Un article à lire en intégralité sur Cadremploi.
Le digital engendre des comportements inattendus, même chez les jeunes les plus diplômés. Une récente étude* révèle que 30% d’entre eux décrochent moins facilement un emploi à cause de croyances pour le moins surprenantes. Pour eux, on n’est pas choisi par un recruteur mais “trouvé” par des algorithmes. Partant de cette croyance, ils laissent faire le hasard, donc trouvent moins vite que les autres. Eclairage de Jean Pralong, le chercheur de l’EM Normandie qui a co-dirigé ce travail de recherche.
Nous nous sommes demandés si ceux qu’on appelle les “digital natives” sont à l’aise avec les plateformes de recrutement digitalisées, à savoir les CVthèques, les réseaux sociaux, les applications de cooptation. Est-ce qu’ils réussissent à en tirer partie dans le but de trouver l’emploi qui leur correspond. Et pour être rigoureux, nous avons étudié des jeunes détenteurs d’un Master qui devraient être à l’aise avec le digital – sans être pour autant ingénieur en informatique – ni avoir un diplôme réputé difficile pour l’insertion. Nous avons suivi 287 jeunes et ce qu’a très vite repéré ma collègue Marie Peretti-N’Diaye, qui est docteure en sociologie et a le don de faire parler les gens**, lors des entretiens individuels nous a surpris.

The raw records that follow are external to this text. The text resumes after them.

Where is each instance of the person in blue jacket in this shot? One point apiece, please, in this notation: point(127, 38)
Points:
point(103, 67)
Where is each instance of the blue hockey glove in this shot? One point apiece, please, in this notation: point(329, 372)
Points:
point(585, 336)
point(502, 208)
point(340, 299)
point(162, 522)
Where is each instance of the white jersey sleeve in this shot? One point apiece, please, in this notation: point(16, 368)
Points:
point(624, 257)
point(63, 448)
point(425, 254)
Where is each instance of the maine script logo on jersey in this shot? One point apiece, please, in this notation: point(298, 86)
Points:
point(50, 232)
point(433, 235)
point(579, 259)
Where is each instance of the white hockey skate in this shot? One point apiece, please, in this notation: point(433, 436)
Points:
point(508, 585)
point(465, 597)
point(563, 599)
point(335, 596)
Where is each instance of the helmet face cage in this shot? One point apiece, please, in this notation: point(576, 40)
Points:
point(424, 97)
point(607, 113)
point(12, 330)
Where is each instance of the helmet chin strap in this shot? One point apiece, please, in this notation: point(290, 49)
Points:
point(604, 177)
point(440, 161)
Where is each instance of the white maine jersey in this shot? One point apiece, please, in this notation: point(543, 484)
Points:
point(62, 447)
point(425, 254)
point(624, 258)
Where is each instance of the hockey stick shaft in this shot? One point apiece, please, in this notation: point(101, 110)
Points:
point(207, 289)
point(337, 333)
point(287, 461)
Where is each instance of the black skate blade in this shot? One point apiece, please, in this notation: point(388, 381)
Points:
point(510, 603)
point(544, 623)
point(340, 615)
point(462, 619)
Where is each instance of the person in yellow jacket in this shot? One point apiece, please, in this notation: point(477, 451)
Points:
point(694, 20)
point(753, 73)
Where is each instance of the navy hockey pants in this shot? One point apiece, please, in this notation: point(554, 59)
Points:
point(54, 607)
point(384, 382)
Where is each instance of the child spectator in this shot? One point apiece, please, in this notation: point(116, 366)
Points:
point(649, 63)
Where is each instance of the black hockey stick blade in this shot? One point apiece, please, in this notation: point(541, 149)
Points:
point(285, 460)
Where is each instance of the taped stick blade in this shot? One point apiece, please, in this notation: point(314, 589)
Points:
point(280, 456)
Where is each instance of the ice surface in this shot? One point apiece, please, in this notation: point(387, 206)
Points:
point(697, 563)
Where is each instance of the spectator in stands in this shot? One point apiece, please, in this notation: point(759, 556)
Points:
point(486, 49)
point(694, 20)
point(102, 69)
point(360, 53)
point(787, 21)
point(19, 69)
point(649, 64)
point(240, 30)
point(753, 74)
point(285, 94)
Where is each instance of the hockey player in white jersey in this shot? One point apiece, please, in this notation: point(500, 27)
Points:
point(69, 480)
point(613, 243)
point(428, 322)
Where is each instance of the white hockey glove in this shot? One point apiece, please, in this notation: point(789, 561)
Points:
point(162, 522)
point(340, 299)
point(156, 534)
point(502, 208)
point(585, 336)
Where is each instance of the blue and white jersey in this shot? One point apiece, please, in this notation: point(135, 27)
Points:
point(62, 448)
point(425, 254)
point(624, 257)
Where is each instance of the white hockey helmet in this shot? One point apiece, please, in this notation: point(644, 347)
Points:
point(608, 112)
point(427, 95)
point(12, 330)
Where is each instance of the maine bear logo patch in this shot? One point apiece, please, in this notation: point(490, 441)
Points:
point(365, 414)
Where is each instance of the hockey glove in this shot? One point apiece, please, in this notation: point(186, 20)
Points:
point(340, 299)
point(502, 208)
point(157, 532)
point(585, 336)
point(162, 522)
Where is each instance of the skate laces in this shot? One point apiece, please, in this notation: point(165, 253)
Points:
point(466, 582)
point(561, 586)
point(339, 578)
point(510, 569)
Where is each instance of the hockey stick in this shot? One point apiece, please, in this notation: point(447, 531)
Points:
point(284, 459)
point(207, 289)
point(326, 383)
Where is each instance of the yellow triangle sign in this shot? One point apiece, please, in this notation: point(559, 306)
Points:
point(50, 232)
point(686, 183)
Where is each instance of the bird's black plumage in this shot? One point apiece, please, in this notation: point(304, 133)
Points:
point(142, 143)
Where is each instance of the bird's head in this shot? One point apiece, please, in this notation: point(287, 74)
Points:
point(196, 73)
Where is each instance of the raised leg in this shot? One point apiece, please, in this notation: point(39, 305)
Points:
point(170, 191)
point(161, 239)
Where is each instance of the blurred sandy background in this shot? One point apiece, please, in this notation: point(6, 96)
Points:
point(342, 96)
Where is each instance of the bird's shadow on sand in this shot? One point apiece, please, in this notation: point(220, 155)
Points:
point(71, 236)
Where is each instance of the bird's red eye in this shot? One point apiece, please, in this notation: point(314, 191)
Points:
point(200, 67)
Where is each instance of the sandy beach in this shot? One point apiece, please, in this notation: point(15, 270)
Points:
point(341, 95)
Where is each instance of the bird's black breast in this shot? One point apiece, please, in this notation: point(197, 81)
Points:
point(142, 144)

Certains jeunes croient que le marché du travail est irrationnel, qu’il est agi par la chance ou le hasard. Ils n’en sont pas conscients mais ont développé une sorte de “pensée magique” au sujet de ces outils qu’ils voient comme des “boîtes noires”. Ils mettent rarement à jour leur CV, ne postent pas d’informations sur les réseaux sociaux et sont globalement passifs vis-à-vis des recruteurs. Le problème, c’est qu’ils représentent environ 30% des jeunes interrogés et ce sont ceux qui s’insèrent le moins bien après leur diplôme. Les autres – qui représentent 44 % de jeunes interrogés – sont capables de déployer des techniques de recherche d’emploi efficaces et s’insèrent mieux car ils pensent et agissent rationnellement. Ils fréquentent des sites différents, publient régulièrement sur les réseaux sociaux et n’hésitent à mettre leur CV à jour dans les bases de CV. L’utilisation pertinente de ces plateformes qui collectent leurs informations leur permet d’accéder plus facilement à l’emploi.
Contrairement à ce qu’on pense, cette génération n’est pas homogène. Il semble qu’avec la digitalisation du recrutement, certains jeunes ont été habitués à « être trouvés » par un algorithme plutôt qu’à être choisi grâce à une démarche active. Pour eux, être recruté relève de la chance ou du hasard. Ce registre de la « pensée magique », l’anthropologue Margareth Mead notamment l’a rencontré chez certaines peuplades en Océanie, lors de ses explorations au début du XXe siècle. Certains domaines de la réalité ne peuvent être compris par la pensée logique. Ils relèvent du « mana », à la fois de la magie et du sort. On le retrouve chez ces jeunes chercheurs d’emploi qui estiment qu’ils ont eu de la « chance » d’être contactés plutôt que d’associer ce contact à une suite logique d’actions.
Quand on pense « se faire trouver » plutôt que « se faire choisir », on a tendance à adopter des postures passives… Ces jeunes attendent que ça vienne.